Once closed, the city may raze the jail and build a “Center for Equity” on the property, which was the main recommendation of a 26-page report from a 52-member task force created in 2019 by Bottoms to “reimagine” the jail.

Keen said he hoped to have the closure plan approved by the council March 15. The presentation focused on the administration’s plans to close the jail, rather than what might replace it.

But no City Council members spoke in favor of the plan as presented Thursday. The officials pushed back, saying the plan felt rushed and didn’t make moral or financial sense — though several council members acknowledged that closing the jail is a central goal of Bottoms, who is up for re-election this year.

Joyce Sheperd, the chair of the council’s public safety committee, said she wanted to hold more meetings with Fulton County and Atlanta Municipal Court officials before signing on to a plan. She proposed holding two or three more work sessions on the issue.

“We need to get this right. I know the mayor made a promise ... (but) we need more time to do an assessment of this,” Sheperd said.

“Our community needs a comprehensive solution, not symbolism,” said Councilman J.P. Matzigkeit, who represents a district in Buckhead, where residents have loudly voiced concern over the rise in violent crime.

Some council members mentioned newly elected Fulton County Sheriff Patrick Labat’s request to buy the detention center, which was not mentioned in the presentation. Labat said he needs the jail in its current form to successfully protect the county, which has a 2,500-bed jail on Rice Street that has struggled with overcrowding for years.

Inmates are seen using a kiosk in their cell block that allows them to schedule visits and medical appointments during a tour of the Fulton County Jail on Monday, December 9, 2019, in Atlanta. (Elijah Nouvelage/Special to the Atlanta Journal-Constitution)

Credit: Elijah Nouvelage

icon to expand image

Credit: Elijah Nouvelage

Some of the council members tied their hesitation to the recent rise in homicides and other violent crimes. But that argument doesn’t hold up since the Atlanta detention center does not handle felony cases, said Hannah Riley, the communications director at the Southern Center for Human Rights.
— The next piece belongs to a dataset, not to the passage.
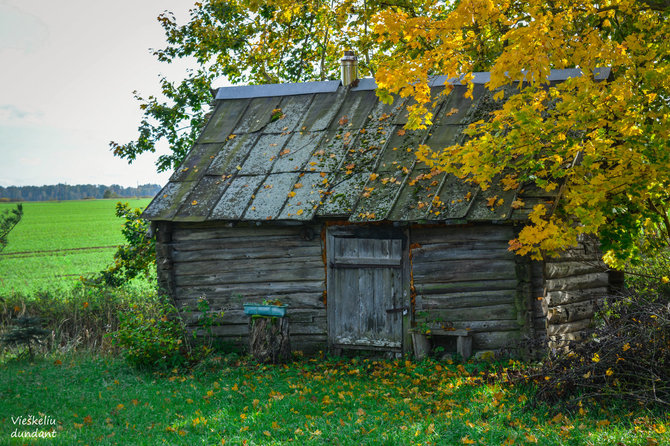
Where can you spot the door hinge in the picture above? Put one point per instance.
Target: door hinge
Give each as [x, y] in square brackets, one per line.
[402, 310]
“Closing ACDC will not adversely impact violence or crime. ... It has absolutely no impact on violent crime,” Riley said after the meeting. She supports Bottoms’ goal to close the jail, but said she would have liked to hear more specifics from her office about when that might happen.

“This has already been a fairly drawn-out process, and it just feels like it’s going to be even longer at this point,” Riley said.

The council’s discussion was followed by four hours of public comments sent in from residents on both sides of the issue.

Many callers said they were Buckhead residents wanting to keep the jail open or sold to Fulton County, citing fears about crime. One woman said that the city will lose “valuable” people who would move away if the jail closes.

Task force member Devin Barrington-Ward spoke in support of closing the jail during public comment.

“There are forces in this city that are trying to take us back, take us back to a time where we used cages to cure the problems that plagued our community, problems that stem from systemic racism,” he said.

Barrington-Ward, a Bankhead resident and activist, added: “Buckhead does not run this city.”

But the uncertainty isn’t just coming from Buckhead.

“We are still hammering it out and I still have lots of questions and unreadiness about ‘all or nothing,’” said Councilwoman Marci Collier Overstreet, a Bottoms’ ally whose district includes much of southwest Atlanta.